To determine whether estate taxes are of concern, we take an estate inventory of everything that was within the control of the person that died. This includes, among other things, life insurance, real estate, bank accounts, cash, personal items, cars, stock, mutual funds, retirement accounts, and business assets. If the date of death value of these assets is above the then-available Applicable Exclusion Amount, an estate tax will be due.
The analysis of whether estate taxes should be addressed as part of an individual's estate plan is the same as the analysis that we use after a person's death. We start with a comprehensive inventory. The value of an individual's estate determines whether planning to reduce estate taxes is necessary. When we take a complete inventory of a person's estate, including the value of real estate, life insurance, and retirement funds, we have the answer. Those individuals with estates that are below the threshold can concentrate on probate avoidance, asset distribution, and the issues raised in Sections I, II, and III. Those individuals above the threshold risk estate taxation. They have to decide whether they wish to plan to reduce or eliminate the tax or whether they wish to have their beneficiaries pay the tax.

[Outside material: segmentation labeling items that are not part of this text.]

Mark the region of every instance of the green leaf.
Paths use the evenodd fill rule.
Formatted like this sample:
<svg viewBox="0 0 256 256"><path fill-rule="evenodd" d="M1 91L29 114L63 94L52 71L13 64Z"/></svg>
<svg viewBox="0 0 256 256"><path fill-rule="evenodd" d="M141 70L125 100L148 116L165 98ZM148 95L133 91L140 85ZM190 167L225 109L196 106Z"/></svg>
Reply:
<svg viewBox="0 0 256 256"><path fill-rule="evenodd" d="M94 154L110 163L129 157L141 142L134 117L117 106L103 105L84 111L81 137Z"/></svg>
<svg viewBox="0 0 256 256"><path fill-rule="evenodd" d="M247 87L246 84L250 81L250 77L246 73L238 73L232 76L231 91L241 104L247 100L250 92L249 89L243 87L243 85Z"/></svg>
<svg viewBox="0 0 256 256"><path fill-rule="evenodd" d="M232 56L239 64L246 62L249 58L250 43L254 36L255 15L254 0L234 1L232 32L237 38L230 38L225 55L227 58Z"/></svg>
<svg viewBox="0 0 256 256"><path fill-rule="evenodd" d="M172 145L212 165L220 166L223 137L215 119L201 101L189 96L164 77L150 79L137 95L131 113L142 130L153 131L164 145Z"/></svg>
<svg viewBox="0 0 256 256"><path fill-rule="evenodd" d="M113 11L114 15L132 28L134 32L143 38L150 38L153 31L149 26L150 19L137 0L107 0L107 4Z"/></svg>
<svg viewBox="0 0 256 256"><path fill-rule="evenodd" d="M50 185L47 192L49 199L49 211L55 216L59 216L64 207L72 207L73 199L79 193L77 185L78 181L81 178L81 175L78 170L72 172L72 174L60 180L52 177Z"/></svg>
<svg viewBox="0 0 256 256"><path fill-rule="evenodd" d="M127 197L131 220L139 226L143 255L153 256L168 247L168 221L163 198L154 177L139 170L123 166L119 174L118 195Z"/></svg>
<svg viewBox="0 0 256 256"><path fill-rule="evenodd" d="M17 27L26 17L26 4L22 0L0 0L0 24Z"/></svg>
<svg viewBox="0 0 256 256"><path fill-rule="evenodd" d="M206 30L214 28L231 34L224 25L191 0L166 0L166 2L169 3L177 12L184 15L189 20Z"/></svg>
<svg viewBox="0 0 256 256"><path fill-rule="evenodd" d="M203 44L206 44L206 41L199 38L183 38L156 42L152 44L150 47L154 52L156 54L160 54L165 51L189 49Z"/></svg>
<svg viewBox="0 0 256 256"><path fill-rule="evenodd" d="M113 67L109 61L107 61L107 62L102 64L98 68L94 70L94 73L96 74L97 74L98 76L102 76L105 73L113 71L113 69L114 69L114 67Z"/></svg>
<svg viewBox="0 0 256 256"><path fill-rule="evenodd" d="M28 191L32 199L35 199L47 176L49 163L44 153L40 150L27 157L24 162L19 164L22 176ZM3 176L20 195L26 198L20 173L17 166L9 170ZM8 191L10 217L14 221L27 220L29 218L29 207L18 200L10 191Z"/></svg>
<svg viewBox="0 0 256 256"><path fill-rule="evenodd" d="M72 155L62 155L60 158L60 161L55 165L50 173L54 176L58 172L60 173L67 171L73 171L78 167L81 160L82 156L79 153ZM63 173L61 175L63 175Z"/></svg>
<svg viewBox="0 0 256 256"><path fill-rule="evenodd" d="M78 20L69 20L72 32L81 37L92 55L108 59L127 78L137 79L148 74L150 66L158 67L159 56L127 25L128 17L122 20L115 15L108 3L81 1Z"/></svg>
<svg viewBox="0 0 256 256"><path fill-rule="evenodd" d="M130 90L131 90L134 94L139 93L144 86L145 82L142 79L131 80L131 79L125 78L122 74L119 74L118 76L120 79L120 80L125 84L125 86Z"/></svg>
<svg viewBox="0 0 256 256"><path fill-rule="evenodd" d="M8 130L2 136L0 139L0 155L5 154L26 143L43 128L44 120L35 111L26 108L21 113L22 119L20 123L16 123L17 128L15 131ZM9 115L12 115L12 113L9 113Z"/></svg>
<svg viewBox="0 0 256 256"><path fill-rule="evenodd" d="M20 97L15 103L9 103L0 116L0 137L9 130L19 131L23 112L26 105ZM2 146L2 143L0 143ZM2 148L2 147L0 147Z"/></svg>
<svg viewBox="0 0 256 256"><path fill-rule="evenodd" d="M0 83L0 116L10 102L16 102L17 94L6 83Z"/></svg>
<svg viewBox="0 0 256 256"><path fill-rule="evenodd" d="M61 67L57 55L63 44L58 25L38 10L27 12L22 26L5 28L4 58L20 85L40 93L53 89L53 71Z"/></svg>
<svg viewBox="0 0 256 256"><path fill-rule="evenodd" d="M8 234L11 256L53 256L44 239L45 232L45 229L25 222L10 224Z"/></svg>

Estate Tax Planning also differs depending on marital status. The most common type of estate tax planning is available only for married couples. This planning, called Credit Shelter Trust planning or By-Pass Trust planning, involves taking advantage of the Applicable Exclusion Amount to the greatest possible extent at the death of both spouses.
One final note on estate taxes. It is important to be ever watchful for changes in financial circumstances. Examples include elections made through employer sponsored benefit plans, changes in property values, additional life insurance, or even a modest inheritance. Even a seemingly insignificant event can change your estate tax analysis considerably.